You now have three copies of your original repository, each in its own directory: CommandLine, VisualStudio, and GitHubDesktop. These might represent three programmers working on the same solution, or various ways for one programmer to choose to clone their project.

Creating a project

We need a project. Using Visual Studio (or your favorite editor) create a project called ProGitForProgrammers in the CommandLine directory. When you are done, you should have the three original files and a folder for your program. In that folder will be the .sln file as well as a folder for the code.

Open the command line and navigate to the same directory. When you get there your command line should look something like this:

Figure 2.11: The command-line prompt

Look at the yellow, where you see +1 ~0 -0. The +1 means you've added a file or a directory; the ~0 indicates that no files have been modified; the -0 indicates that no files have been deleted. Let's see what was added.

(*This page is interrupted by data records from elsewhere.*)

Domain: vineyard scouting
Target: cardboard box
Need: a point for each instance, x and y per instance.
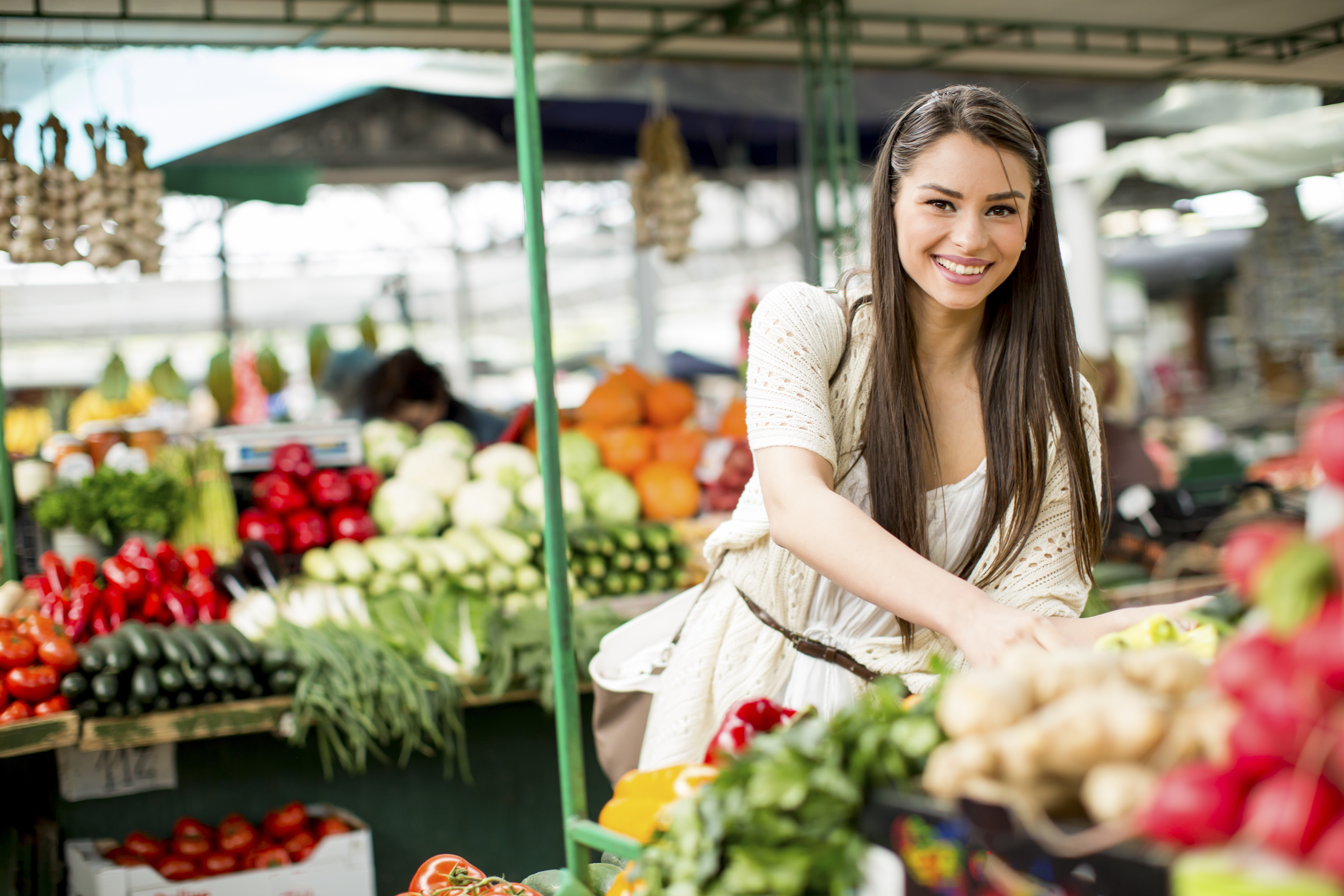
(341, 866)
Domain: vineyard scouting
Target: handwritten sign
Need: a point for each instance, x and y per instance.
(116, 773)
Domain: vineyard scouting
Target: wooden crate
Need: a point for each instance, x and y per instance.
(35, 735)
(193, 723)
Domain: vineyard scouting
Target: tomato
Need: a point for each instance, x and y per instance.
(17, 651)
(329, 827)
(269, 858)
(33, 684)
(286, 821)
(220, 864)
(144, 846)
(56, 704)
(177, 868)
(437, 872)
(189, 827)
(17, 711)
(60, 655)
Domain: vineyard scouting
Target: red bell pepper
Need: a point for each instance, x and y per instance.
(742, 723)
(279, 492)
(56, 571)
(364, 483)
(130, 580)
(307, 530)
(294, 459)
(200, 559)
(171, 569)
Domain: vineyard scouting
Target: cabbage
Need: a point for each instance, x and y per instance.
(483, 503)
(533, 498)
(435, 467)
(451, 434)
(402, 507)
(385, 442)
(580, 456)
(504, 463)
(611, 498)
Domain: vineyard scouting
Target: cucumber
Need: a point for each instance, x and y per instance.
(105, 687)
(171, 679)
(220, 647)
(248, 652)
(144, 684)
(221, 676)
(197, 652)
(143, 644)
(91, 658)
(74, 687)
(168, 645)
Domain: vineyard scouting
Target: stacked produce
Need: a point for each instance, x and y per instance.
(34, 656)
(154, 668)
(302, 507)
(286, 836)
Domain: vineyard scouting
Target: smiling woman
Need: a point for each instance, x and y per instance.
(928, 456)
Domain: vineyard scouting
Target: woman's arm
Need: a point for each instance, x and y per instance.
(840, 542)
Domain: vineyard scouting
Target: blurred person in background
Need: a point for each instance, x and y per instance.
(406, 387)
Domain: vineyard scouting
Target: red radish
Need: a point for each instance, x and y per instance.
(1324, 441)
(1249, 551)
(1328, 855)
(1195, 805)
(1291, 812)
(1319, 647)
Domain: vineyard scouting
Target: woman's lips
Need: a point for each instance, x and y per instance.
(962, 280)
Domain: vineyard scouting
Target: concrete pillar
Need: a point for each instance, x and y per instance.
(1074, 150)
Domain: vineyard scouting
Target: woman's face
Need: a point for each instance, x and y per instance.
(962, 220)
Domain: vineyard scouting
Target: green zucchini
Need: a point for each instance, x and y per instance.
(220, 647)
(171, 679)
(196, 649)
(144, 684)
(105, 687)
(168, 645)
(91, 658)
(143, 644)
(74, 687)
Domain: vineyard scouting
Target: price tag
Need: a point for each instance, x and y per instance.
(115, 773)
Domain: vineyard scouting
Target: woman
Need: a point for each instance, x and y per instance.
(928, 459)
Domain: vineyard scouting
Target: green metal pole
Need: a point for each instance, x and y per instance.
(568, 734)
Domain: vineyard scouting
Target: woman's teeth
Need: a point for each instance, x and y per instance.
(960, 269)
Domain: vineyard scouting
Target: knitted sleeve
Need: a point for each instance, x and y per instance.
(796, 343)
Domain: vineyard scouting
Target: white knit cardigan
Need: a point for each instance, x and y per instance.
(796, 350)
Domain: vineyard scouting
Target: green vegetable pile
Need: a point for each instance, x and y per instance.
(783, 819)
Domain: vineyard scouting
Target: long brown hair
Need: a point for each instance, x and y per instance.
(1026, 362)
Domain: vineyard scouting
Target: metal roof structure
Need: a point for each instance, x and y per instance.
(1295, 41)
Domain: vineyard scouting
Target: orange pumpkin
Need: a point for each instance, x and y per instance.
(667, 491)
(612, 404)
(627, 448)
(681, 447)
(668, 402)
(734, 424)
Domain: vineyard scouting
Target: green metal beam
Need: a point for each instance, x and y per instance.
(568, 733)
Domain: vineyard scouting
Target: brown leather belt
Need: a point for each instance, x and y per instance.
(810, 648)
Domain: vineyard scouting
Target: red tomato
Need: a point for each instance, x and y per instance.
(17, 651)
(220, 864)
(60, 655)
(177, 868)
(18, 711)
(189, 827)
(33, 684)
(287, 821)
(436, 874)
(48, 707)
(144, 846)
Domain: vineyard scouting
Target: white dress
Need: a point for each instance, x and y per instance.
(843, 620)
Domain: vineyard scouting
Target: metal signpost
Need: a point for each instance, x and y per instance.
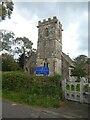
(42, 70)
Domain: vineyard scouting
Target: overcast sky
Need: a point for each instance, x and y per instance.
(72, 15)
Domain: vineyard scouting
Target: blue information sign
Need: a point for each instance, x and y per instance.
(42, 70)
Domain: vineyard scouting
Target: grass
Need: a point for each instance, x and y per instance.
(33, 100)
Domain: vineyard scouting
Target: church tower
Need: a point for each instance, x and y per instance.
(49, 45)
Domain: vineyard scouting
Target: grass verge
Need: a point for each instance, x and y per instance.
(31, 99)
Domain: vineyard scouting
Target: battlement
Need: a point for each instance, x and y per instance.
(48, 21)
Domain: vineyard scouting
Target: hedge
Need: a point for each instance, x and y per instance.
(40, 85)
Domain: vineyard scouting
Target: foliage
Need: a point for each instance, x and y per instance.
(6, 8)
(21, 61)
(31, 99)
(79, 69)
(8, 63)
(57, 76)
(25, 43)
(15, 46)
(40, 85)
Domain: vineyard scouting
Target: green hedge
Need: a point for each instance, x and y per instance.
(40, 85)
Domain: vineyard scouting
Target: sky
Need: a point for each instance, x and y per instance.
(72, 15)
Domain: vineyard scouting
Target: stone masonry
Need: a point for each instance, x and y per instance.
(49, 45)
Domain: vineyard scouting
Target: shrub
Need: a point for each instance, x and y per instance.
(40, 85)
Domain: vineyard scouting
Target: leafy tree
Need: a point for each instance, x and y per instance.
(8, 63)
(79, 69)
(6, 8)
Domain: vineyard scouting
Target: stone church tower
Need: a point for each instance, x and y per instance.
(49, 45)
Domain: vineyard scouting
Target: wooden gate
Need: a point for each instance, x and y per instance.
(76, 91)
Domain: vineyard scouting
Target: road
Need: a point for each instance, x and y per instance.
(69, 110)
(12, 110)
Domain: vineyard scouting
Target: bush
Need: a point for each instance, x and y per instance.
(40, 85)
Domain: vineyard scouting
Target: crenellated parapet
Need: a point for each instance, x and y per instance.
(49, 21)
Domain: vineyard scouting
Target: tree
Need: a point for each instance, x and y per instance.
(79, 69)
(8, 63)
(6, 8)
(21, 61)
(7, 41)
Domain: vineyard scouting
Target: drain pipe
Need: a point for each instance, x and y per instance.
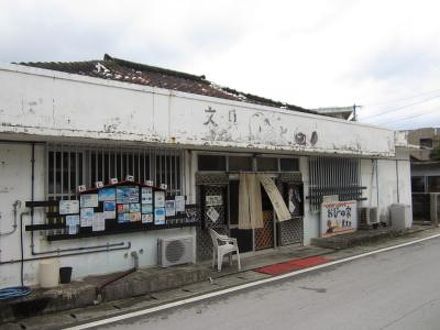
(109, 281)
(16, 205)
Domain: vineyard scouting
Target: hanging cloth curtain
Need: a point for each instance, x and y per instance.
(250, 211)
(275, 197)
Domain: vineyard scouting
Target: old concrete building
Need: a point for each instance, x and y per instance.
(425, 172)
(66, 125)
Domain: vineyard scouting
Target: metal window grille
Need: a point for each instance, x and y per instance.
(69, 166)
(333, 176)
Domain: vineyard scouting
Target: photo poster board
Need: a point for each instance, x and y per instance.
(147, 210)
(159, 216)
(68, 207)
(192, 213)
(180, 204)
(338, 218)
(170, 208)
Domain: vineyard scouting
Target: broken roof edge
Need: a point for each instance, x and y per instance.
(228, 92)
(143, 67)
(202, 78)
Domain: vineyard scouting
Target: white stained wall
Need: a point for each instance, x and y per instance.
(387, 182)
(15, 184)
(48, 103)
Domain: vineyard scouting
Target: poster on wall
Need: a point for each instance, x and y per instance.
(170, 208)
(109, 209)
(123, 208)
(180, 203)
(127, 194)
(212, 214)
(68, 207)
(338, 218)
(98, 223)
(88, 200)
(159, 199)
(147, 208)
(107, 194)
(135, 207)
(72, 223)
(147, 218)
(147, 195)
(135, 216)
(86, 216)
(123, 217)
(213, 200)
(159, 216)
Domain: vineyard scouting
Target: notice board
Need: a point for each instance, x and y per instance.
(338, 218)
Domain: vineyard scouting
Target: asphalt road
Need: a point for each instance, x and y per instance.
(399, 289)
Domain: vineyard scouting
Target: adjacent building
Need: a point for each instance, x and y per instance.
(181, 149)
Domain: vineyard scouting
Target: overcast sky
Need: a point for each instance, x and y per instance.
(383, 55)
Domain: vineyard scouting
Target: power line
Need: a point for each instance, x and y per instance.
(403, 99)
(387, 112)
(415, 116)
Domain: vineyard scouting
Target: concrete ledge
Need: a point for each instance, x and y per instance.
(145, 281)
(42, 301)
(360, 237)
(84, 293)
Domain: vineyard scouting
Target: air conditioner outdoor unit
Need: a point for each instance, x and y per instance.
(174, 251)
(368, 216)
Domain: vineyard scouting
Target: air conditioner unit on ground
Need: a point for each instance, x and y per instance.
(174, 251)
(368, 217)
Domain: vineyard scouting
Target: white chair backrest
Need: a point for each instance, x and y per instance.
(214, 237)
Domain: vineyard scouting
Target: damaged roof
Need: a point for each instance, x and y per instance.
(122, 70)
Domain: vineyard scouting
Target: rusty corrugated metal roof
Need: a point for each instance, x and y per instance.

Enter:

git status

You should see something like this:

Figure 2.12: Untracked files

Git is telling you that you are on the branch main (the only branch for now) and that you have "untracked files" – that is, files that are in the directory but that are not being tracked by Git. If they are untracked, Git can't store them; in fact, Git knows nothing about them. Let's fix that. Enter these commands:

git add ProGitForProgrammers/
git commit -m "First commit – from command line"

add tells Git that this is a file it should pay attention to and commit brings it into the local repository.

Every commit must have a message, and if you don't provide one, you'll be prompted by Git to add one. Here I've added it by using the -m flag.

Once again, all this is happening locally and so GitHub doesn't know about it. We can fix that by pushing our commit up to the server:

git push

Now if you go to GitHub and refresh the page your project will be there. You can click your way down through the folders, and even into Program.cs, to see the code:

Figure 2.13: Viewing your code on GitHub

Notice in the upper left that it tells you that you are on the main branch. Next to that is the path to get to Program.cs. Below that is the message you added, and then the file itself.